Education
Bachelor of Arts in History
Minors in Spanish and Business Management
Brigham Young University
Doctor of Jurisprudence
University of Houston Law Center
Admissions
State Bar of Texas
American Immigration Lawyers Association
Speaking Engagements
2023 AILA Texas, Oklahoma & New Mexico Chapter Spring Conference: Consular L-1, E-1s, E-2s, and Related
2022 Summer D/FW International Forum Meeting Immigration Updates for Students and Advisors
2022 AILA Texas, Oklahoma & New Mexico Chapter Spring Conference:
Documenting I-140 Ability to Pay When Times are Hard
2019 State Bar of Texas 17th Annual Advanced Immigration Law: TN Visas
2017 AILA MidSouth Chapter Fall Conference: TN and L Visas
Benjamin Hamilton
Immigration Attorney
Why Immigration?
I get asked that a lot. I grew up a fourth-generation American in a suburb of northern Los Angeles. My roots are about as Western European as they come—mostly England and Norway. Nothing in my background screamed “immigration.” My family had been here for generations. My Spanish vocabulary began and ended with “¿Dónde está el baño?”
Then 2001 happened. I signed up to serve a two-year mission and got assigned to Córdoba, Argentina—a place I could barely find on a map (and some of my friends genuinely thought was in Africa). After a two-month crash course in Spanish, I landed in Buenos Aires as a very green nineteen-year-old—equal parts excited and terrified, but mostly… lost.
I spent those two years bouncing between big cities, open country, and tiny mountain towns. Argentina was stunning—beautiful mountains, rolling hills, endless skies, and people who could talk for hours over mate. Life moved slower, but in a good way. They knew how to savor it. I learned the language (both the good and the questionable words), picked up a deep love for fútbol (¡Dale Boca!), and ate my body weight in empanadas, choripán, and asado.
But alongside all that beauty, there was struggle.
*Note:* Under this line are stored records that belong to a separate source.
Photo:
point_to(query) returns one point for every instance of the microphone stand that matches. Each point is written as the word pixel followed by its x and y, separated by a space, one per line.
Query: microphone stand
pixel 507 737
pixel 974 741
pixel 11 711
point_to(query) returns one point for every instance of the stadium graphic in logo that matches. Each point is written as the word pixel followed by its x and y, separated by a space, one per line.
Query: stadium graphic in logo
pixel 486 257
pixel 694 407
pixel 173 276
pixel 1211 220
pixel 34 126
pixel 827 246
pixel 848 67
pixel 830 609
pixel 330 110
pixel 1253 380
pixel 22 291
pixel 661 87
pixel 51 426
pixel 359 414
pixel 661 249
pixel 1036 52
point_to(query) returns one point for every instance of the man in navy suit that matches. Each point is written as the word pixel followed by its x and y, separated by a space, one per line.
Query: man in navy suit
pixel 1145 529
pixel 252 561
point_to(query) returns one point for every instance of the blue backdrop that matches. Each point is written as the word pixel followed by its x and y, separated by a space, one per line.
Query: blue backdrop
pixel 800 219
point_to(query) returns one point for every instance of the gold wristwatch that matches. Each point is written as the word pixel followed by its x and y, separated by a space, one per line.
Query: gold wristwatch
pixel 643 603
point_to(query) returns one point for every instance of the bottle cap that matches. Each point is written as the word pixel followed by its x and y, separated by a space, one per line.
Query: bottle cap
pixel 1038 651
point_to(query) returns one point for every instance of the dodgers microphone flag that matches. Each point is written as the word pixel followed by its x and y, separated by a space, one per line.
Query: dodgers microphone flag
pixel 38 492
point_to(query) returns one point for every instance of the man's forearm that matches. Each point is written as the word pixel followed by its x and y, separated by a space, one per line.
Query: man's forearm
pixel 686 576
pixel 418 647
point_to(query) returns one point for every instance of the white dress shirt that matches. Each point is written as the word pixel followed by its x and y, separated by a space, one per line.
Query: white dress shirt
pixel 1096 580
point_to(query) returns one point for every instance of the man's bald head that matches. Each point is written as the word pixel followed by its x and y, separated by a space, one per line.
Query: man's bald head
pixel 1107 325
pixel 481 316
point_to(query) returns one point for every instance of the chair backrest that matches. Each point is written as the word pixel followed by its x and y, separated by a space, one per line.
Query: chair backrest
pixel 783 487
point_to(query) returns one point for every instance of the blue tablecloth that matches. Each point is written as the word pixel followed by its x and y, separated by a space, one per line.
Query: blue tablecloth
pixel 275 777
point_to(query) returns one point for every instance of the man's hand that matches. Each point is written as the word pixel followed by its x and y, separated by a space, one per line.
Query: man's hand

Crushing poverty. Bureaucracy that made everything harder than it needed to be. Smart, hardworking people trapped by circumstance and a general lack of opportunity. I couldn’t fix Argentina, but I realized something important: America offered hope. It offered opportunity. And I wanted to help people reach it.
My Own Immigration Story
Somewhere along the way, I fell for a girl from Río Cuarto—beautiful, grounded, and way out of my league. Plan A was to bring her on a tourist visa. That flopped. Plan B was a wedding in Argentina in 2004, followed by a honeymoon trip… to the U.S. Embassy. (Nothing says romance like waiting in line with stacks of paperwork.)
After a few embassy “hiccups” (they lost some forms, naturally), we finally made it back to the U.S. in spring 2005. Eleven years later she became a U.S. citizen and today we’ve somehow accumulated four incredible kids and four cats who think they run the house.
Becoming an Immigration Lawyer
After coming home, I graduated from BYU with a degree in History, worked a summer in Puerto Rico, another in San Francisco installing alarms, and eventually made my way to Texas. Like my dad and brother before me, I followed the family tradition of law school—though I took my own path at the University of Houston.
I couldn’t take any immigration law classes because they were all taught in the evenings by adjunct professors—and I worked all three years of law school. But then I discovered the school’s Immigration Clinic. Students there handled real pro bono cases under professor supervision, and I was immediately hooked. I spent two years in the clinic, even won an asylum case, and that’s when it hit me: This is it. This is what I’m supposed to do.
Today
Since then, I’ve spent a decade and a half practicing employment-based immigration law. I’ve worked with global tech companies, scrappy startups, and one-person dreamers with a laptop and a plan. I’ve done tours in big firms, small boutiques—even a year in Calgary, Canada (I now speak fluent “eh” and “sorry”).
But my favorite clients? The investors, entrepreneurs, and creators who are building something new. The ones chasing the same opportunity that first brought my wife and me here.
Because for me, immigration isn’t just paperwork. It’s people, stories, families, and opportunities.